L’ADFM fustige le projet de loi sur l’autorité pour la parité
L’association déplore que le nouvel organe soit seulement consultatif et manque d’indépendance puisque la moitié de ses membres seront nommés par le Chef du gouvernement.
La femme est l’égale de l’homme, c’est un truisme. Et c’est ce même truisme que consacre la constitution de 2011 qui, par son article 19, engage expressément l’Etat à œuvrer pour la parité entre les deux sexes, notamment par la création de l’Autorité pour la parité et la lutte contre toutes les formes de discrimination (art. 164 de la constitution). C’est ainsi qu’est l’esprit de la constitution, mais encore fallait-il le concrétiser par un texte de loi qui en soit digne.
Un texte de loi en gestation
Le projet de loi 79.14 relatif à l'Autorité pour la parité et de lutte contre toutes les formes de discrimination (APALD) a été publié début mars sur le site du Secrétariat général du gouvernement Le texte a été préparé par le département de Bassima Hakaoui, ministre de la Solidarité, de la Femme, de la Famille et du Développement social, avec le concours de différents intervenants issus, notamment, de la société civile.
Le projet érige l’Autorité en institution indépendante, dotée de la personnalité morale et de l’autonomie financière. Une fois mise en place, elle sera en mesure d’émettre des avis et des recommandations sur tout ce qui touche à la question de la parité (textes de lois, par ex.) sous réserve de ce qui peut relever de la compétence d’autres institutions.
Surtout, l’autorité recevra des plaintes concernant les cas de discriminations portées par toute personne se considérant comme victime. Plainte qu’elle notifiera aux autorités concernées, en l’occurrence, la justice.
Cela étant, le projet de loi n’a pas échappé aux critiques.
Un texte de loi qui ne fait déjà pas l’unanimité
L’autorité, telle qu’elle est envisagée par le projet de loi, est une institution dont la nature ne reflète aucunement l’esprit de la constitution, notamment son article 19. C’est le constat établit par l’Association démocratique des femmes du Maroc (ADFM) qui, dans un communiqué dévoilé le 3 mars dernier, exprime son rejet catégorique du texte. De ce fait, l’association appelle le gouvernement à en modifier le contenu, et ce, en tenant compte des propositions formulées par la société civile et sur lesquelles un grand nombre de partis politiques s’est aligné.

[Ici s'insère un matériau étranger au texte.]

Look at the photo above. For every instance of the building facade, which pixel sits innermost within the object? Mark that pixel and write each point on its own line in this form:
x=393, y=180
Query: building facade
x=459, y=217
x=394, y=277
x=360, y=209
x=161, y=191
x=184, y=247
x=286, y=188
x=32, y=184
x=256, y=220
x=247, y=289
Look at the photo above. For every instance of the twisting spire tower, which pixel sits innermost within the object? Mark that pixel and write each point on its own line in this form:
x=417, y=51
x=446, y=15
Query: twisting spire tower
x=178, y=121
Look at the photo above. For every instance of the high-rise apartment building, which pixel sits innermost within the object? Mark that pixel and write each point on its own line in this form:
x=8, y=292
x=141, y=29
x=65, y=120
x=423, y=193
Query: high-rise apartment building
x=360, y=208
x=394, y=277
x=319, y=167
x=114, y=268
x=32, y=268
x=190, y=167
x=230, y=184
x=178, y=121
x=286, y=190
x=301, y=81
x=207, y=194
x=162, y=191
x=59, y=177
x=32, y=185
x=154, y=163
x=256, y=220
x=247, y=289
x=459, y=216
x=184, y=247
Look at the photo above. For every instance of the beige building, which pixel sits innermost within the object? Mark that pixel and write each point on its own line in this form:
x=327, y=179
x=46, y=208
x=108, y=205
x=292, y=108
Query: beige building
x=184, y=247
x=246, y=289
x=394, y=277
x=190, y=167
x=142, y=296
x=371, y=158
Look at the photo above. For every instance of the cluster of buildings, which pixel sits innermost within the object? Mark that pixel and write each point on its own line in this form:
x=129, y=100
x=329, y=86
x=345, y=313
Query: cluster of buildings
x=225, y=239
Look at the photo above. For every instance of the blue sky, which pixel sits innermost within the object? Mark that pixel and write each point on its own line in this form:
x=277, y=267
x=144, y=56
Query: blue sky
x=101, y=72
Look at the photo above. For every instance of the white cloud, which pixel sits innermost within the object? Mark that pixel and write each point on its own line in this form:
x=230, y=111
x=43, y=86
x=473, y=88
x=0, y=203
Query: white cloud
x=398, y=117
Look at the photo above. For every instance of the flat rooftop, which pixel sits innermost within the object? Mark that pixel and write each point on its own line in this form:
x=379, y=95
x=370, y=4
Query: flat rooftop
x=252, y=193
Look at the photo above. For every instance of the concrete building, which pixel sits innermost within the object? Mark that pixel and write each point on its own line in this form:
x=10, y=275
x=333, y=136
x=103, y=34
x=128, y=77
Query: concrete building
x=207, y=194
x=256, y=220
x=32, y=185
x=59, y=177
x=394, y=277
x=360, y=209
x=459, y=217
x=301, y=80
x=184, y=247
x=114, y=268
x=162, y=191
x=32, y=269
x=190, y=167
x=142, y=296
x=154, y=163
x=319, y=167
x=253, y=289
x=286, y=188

Dans son communiqué, l’ADFM regrette que le projet réduise l’autorité à un simple organe consultatif, ce qui ne s’accorde nullement avec le rôle protecteur qui lui est dévolu. Dépourvoir l’autorité d’un pouvoir décisionnel effectif « l’empêchera d’influencer les tendances générales en matière de politiques publiques relatives à la lutte contre la discrimination sous toute ses formes », ajoute l’ONG.
Qui plus est, les membres représentant la société civile au sein de l’autorité seront désignés par le Chef du gouvernement. A ce titre, l’indépendance et l’impartialité de la future institution pourraient être compromises, d’autant plus que la moitié des membres sera nommée de la même manière, c'est-à-dire par la primature, rappelle le communiqué.
En outre, l’on déplore que l’autorité, telle que prévue par le texte, ne comporte pas des spécialistes et experts des questions afférentes à l’égalité et la parité. Pour l’ADFM, l’apport que ces derniers sont susceptibles d’amener a été totalement éludé par les rédacteurs du projet de loi.
Enfin, l’ADFM met en cause un projet de loi ne prévoyant aucun mécanisme régional ou local permettant à la future autorité d’accomplir ses missions sur la base d’une politique de proximité, à l’aune de la régionalisation avancée prônée par le Maroc.